Speaking on Seven Network TV, Dutton said he was opposed to lifting Australia's moratorium on nuclear power generation.
"I don't believe it is and the government has had a moratorium," he said when asked if nuclear power was the answer to energy price problems.
"The only thing we have said, let us be clear about it, we want lower electricity prices. We want reliability."
His comments came only one day after Minister for Energy and Emissions Reduction Angus Taylor told the parliament that the governing Liberal-National party coalition has an "open mind" on nuclear power generation.
"We're not focused on the fuel source, we are focused on the outcome," Taylor said.

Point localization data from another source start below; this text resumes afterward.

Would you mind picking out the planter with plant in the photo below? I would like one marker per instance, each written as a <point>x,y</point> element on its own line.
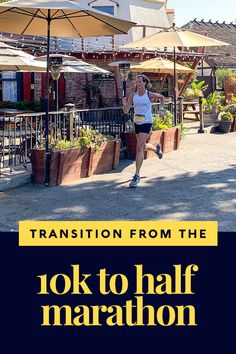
<point>163,132</point>
<point>225,121</point>
<point>211,107</point>
<point>91,153</point>
<point>194,91</point>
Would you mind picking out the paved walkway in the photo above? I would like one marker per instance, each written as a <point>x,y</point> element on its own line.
<point>197,182</point>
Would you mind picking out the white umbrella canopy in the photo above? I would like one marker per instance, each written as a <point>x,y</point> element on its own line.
<point>174,37</point>
<point>159,65</point>
<point>57,18</point>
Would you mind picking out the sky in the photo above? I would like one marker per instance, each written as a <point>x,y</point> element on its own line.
<point>187,10</point>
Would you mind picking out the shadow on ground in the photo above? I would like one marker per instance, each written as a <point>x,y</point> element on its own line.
<point>187,196</point>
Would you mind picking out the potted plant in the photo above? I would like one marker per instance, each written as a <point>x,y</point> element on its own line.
<point>195,90</point>
<point>225,121</point>
<point>163,132</point>
<point>90,153</point>
<point>211,107</point>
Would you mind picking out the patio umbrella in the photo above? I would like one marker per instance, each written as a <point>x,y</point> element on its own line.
<point>174,37</point>
<point>12,59</point>
<point>159,65</point>
<point>57,18</point>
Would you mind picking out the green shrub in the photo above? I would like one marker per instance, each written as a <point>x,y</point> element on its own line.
<point>88,138</point>
<point>231,108</point>
<point>162,123</point>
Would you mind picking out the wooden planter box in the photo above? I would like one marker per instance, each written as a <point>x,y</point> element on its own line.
<point>233,126</point>
<point>169,139</point>
<point>70,165</point>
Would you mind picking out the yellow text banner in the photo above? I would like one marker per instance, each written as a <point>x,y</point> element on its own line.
<point>118,233</point>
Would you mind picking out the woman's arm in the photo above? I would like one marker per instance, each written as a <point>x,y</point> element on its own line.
<point>127,104</point>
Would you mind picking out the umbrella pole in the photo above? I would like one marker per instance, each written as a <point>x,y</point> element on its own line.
<point>46,177</point>
<point>175,94</point>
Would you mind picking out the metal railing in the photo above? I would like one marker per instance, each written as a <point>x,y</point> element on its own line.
<point>20,133</point>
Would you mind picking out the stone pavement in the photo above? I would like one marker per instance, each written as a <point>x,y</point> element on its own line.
<point>197,182</point>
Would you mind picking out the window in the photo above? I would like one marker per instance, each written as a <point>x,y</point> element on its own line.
<point>107,9</point>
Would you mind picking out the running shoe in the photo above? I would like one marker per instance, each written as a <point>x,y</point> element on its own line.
<point>135,181</point>
<point>159,151</point>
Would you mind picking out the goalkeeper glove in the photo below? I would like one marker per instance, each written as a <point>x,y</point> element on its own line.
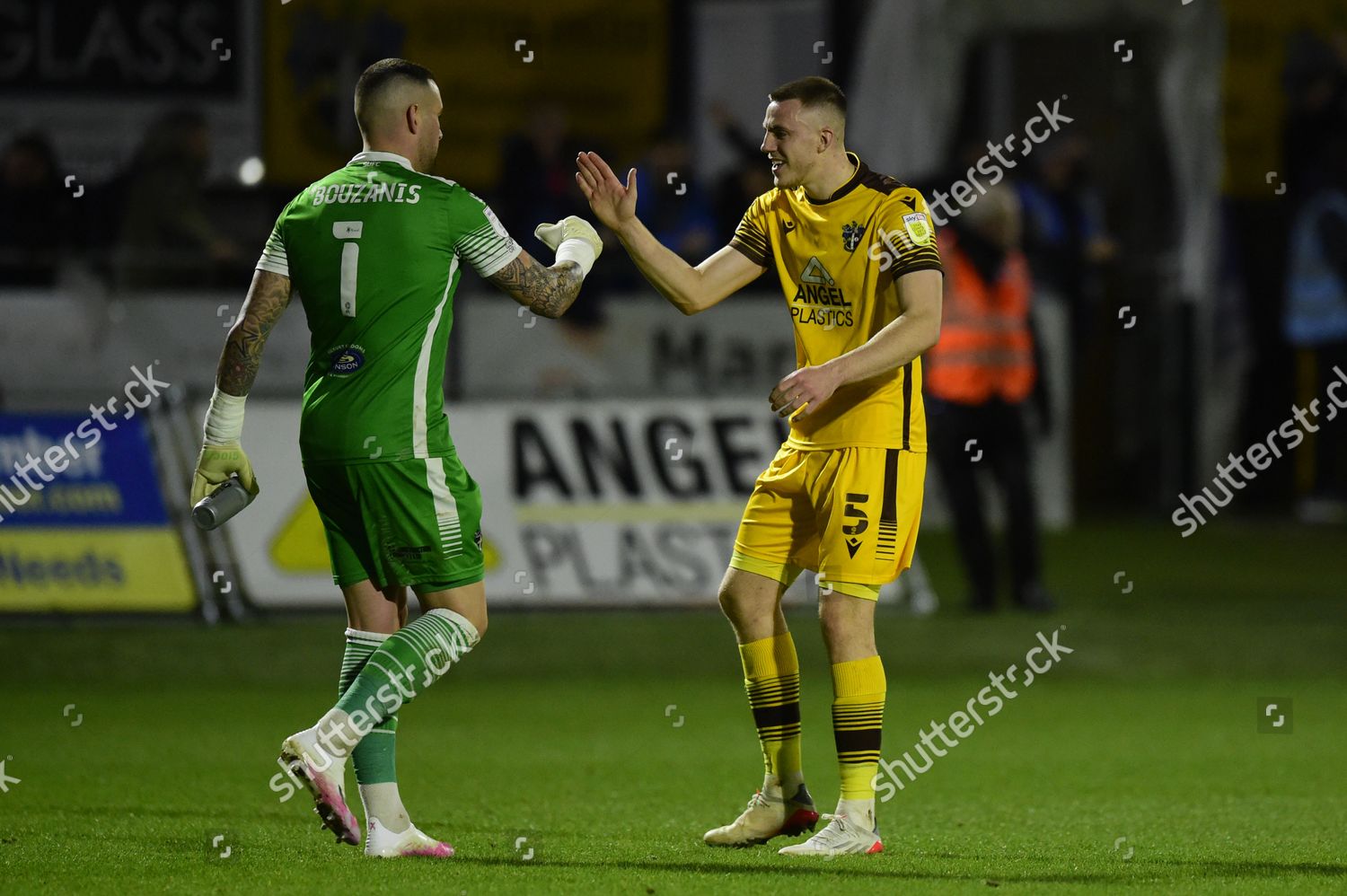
<point>216,465</point>
<point>223,456</point>
<point>574,240</point>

Barnaby Joyce, the former deputy prime minister, said on Monday that support for nuclear power plants could be built by offering free power to residents living close to reactors.
"You just have to come up with the right policy settings and they will accept it ... People will think with their wallets," he told Fairfax Media.
"If you can see the reactor (from your house), your power is for free. If you are within 50 kilometers of a reactor, you get power for half price."
Members of Parliament James McGrath and Keith Pitt put the nuclear power moratorium on the agenda in June when they urged Prime Minister Scott Morrison to establish an inquiry into the power source.
However, Morrison said in the lead-up to the general election on May 18 that his government has "no plans" to repeal the ban.